As Campbell and Lagon indicate, the rankings alone, while potentially effective, are not enough to eradicate the problem. “Laws may exist in countries, and they may ratify treaties. But actually punishing the traffickers and, more importantly, re-empowering the victims sometimes doesn’t happen,” says Lagon.

Multinational companies sponsoring the Olympics or working on related construction projects also “have a responsibility to use their wide visibility to put pressure on the Russian government and Russian businesses” to address the problem, says Lagon.

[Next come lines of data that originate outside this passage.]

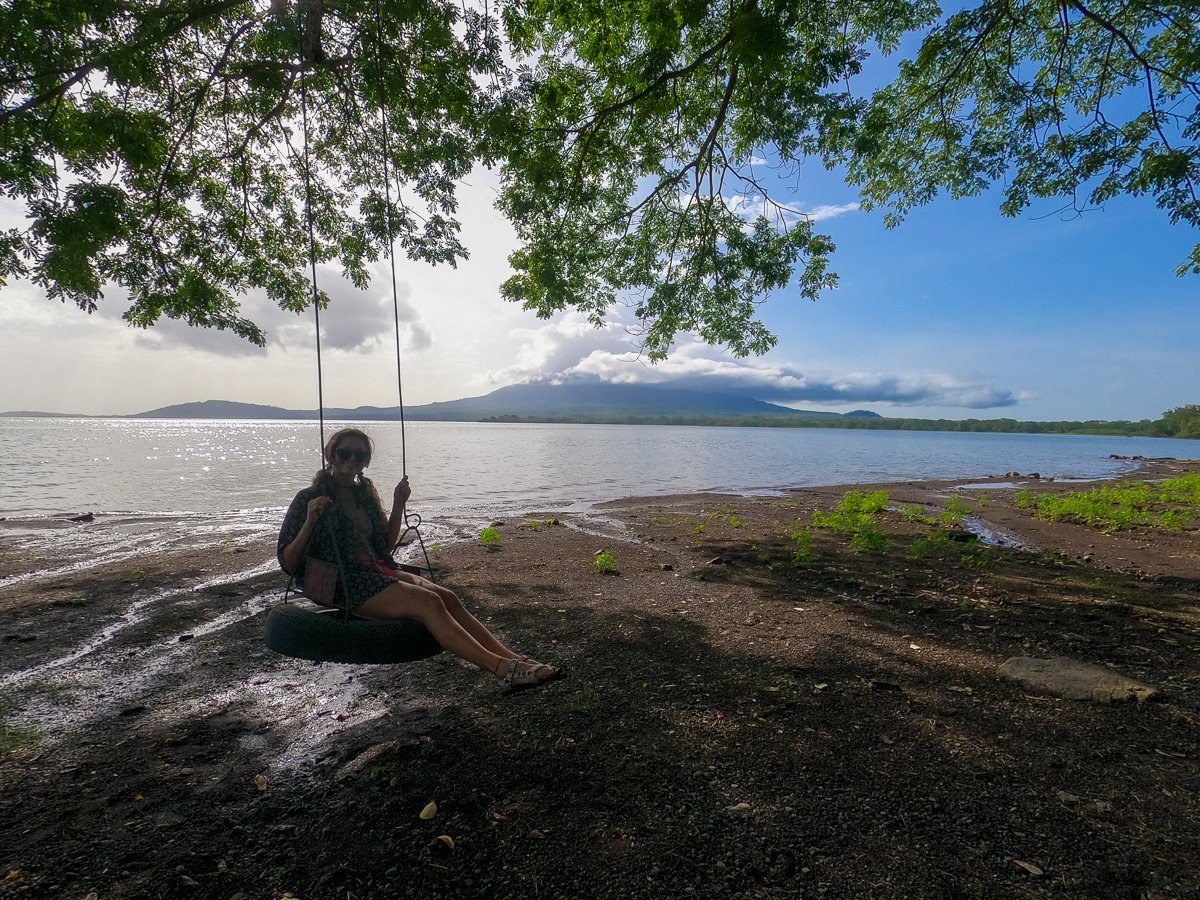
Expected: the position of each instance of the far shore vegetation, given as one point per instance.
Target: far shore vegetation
(1179, 423)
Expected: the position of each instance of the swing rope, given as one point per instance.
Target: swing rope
(312, 247)
(412, 520)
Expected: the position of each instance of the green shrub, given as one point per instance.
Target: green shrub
(916, 515)
(856, 516)
(955, 511)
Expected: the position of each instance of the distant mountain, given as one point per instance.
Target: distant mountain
(599, 400)
(589, 401)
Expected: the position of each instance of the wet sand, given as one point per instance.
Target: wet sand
(732, 724)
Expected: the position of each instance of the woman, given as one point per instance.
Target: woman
(341, 520)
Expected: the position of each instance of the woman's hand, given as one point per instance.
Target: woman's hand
(402, 492)
(317, 507)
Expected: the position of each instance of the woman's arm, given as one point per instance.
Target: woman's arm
(396, 521)
(298, 528)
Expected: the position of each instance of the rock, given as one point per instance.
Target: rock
(365, 759)
(1074, 681)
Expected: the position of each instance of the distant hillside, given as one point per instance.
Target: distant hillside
(599, 400)
(589, 401)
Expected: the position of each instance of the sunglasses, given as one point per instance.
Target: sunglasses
(343, 454)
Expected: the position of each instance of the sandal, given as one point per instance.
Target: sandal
(517, 679)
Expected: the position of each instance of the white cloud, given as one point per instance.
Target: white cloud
(568, 348)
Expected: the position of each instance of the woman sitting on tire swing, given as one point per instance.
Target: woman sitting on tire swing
(360, 537)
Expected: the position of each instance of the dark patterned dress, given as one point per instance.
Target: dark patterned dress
(337, 535)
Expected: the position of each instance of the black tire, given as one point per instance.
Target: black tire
(323, 636)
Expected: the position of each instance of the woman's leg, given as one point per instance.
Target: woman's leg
(475, 628)
(405, 600)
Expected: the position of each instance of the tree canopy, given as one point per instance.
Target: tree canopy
(175, 148)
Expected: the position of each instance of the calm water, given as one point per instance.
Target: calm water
(145, 479)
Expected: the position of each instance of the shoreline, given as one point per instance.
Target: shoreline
(732, 724)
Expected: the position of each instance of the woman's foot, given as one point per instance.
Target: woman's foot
(523, 673)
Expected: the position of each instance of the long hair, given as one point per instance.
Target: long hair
(364, 489)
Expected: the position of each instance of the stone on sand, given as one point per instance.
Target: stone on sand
(1074, 679)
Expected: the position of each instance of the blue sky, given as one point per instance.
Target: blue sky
(957, 313)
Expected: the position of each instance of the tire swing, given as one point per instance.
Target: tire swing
(334, 634)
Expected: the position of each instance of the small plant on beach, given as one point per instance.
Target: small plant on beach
(15, 737)
(803, 541)
(1171, 504)
(935, 541)
(977, 556)
(605, 563)
(955, 511)
(915, 515)
(856, 516)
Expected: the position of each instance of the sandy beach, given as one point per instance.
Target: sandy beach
(732, 724)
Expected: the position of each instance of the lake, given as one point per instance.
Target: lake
(149, 479)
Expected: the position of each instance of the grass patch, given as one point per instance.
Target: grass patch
(856, 516)
(1173, 504)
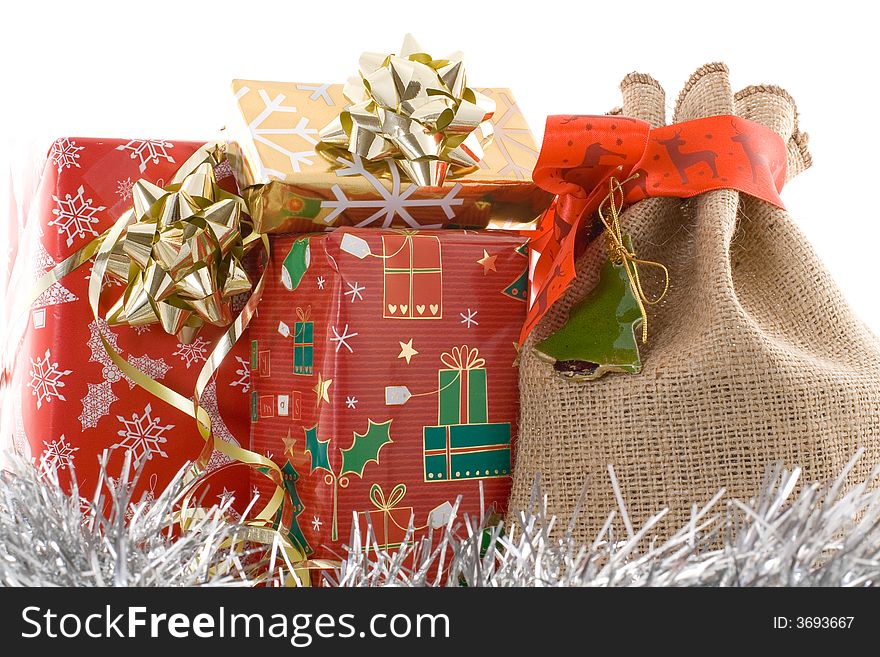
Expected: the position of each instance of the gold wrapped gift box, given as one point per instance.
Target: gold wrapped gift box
(292, 187)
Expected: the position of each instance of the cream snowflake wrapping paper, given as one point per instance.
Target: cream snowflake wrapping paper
(66, 400)
(291, 187)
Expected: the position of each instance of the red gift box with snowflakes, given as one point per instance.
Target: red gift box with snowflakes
(66, 400)
(367, 342)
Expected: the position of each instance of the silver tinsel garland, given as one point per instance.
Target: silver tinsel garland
(824, 535)
(51, 538)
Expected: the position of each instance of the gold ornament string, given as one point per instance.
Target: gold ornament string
(413, 112)
(620, 255)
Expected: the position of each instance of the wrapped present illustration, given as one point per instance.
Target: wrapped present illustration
(388, 521)
(309, 156)
(464, 444)
(303, 343)
(413, 277)
(367, 368)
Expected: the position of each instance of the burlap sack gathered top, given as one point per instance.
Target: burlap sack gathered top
(754, 355)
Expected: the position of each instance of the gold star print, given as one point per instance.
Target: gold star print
(322, 390)
(406, 351)
(488, 262)
(289, 442)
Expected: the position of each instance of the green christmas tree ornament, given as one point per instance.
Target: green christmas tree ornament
(296, 264)
(600, 334)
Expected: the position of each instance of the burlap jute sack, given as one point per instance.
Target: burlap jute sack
(753, 357)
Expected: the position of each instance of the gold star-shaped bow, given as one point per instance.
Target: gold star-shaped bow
(181, 256)
(413, 111)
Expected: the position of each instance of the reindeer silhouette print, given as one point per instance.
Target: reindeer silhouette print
(755, 159)
(684, 161)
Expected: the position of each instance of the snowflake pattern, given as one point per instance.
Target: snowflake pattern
(75, 215)
(58, 454)
(57, 293)
(143, 435)
(99, 354)
(342, 340)
(297, 159)
(469, 318)
(148, 151)
(46, 379)
(391, 203)
(96, 404)
(355, 291)
(65, 153)
(192, 353)
(244, 375)
(20, 442)
(123, 188)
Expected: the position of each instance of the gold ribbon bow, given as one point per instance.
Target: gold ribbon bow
(262, 527)
(620, 254)
(414, 112)
(377, 497)
(462, 358)
(181, 254)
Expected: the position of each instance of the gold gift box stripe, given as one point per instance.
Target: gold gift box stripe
(292, 188)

Tne NGO that organizes such pressure is the Interfaith Center on Corporate Responsibility (ICCR), a coalition of primarily faith-based institutions that invest in publicly traded companies. These institutions, working through the ICCR, use their shareholder status to try to change company policies related to human rights and other areas. The group also considers the ramifications a company’s operations and supply chains might have on human rights.

For example, ICCR sent an investor statement to participating corporate sponsors of the 2010 World Cup in South Africa asking them to scrutinize hotels where they were staying to make sure that those hotels had policies and training to pinpoint and prevent sexual exploitation of children, says David Schilling, senior program director for the ICCR.

The group has since done the same for the Super Bowl. Schilling adds that leading up to the London Olympics in 2012, the group sent letters to 20 major sponsors outlining the ICCR’s position. Those letters resulted in good conversations with the companies about what those organizations could do to address sex trafficking and slavery throughout their supply chains. ICCR also worked with groups to prevent labor trafficking in preparation for the Olympics.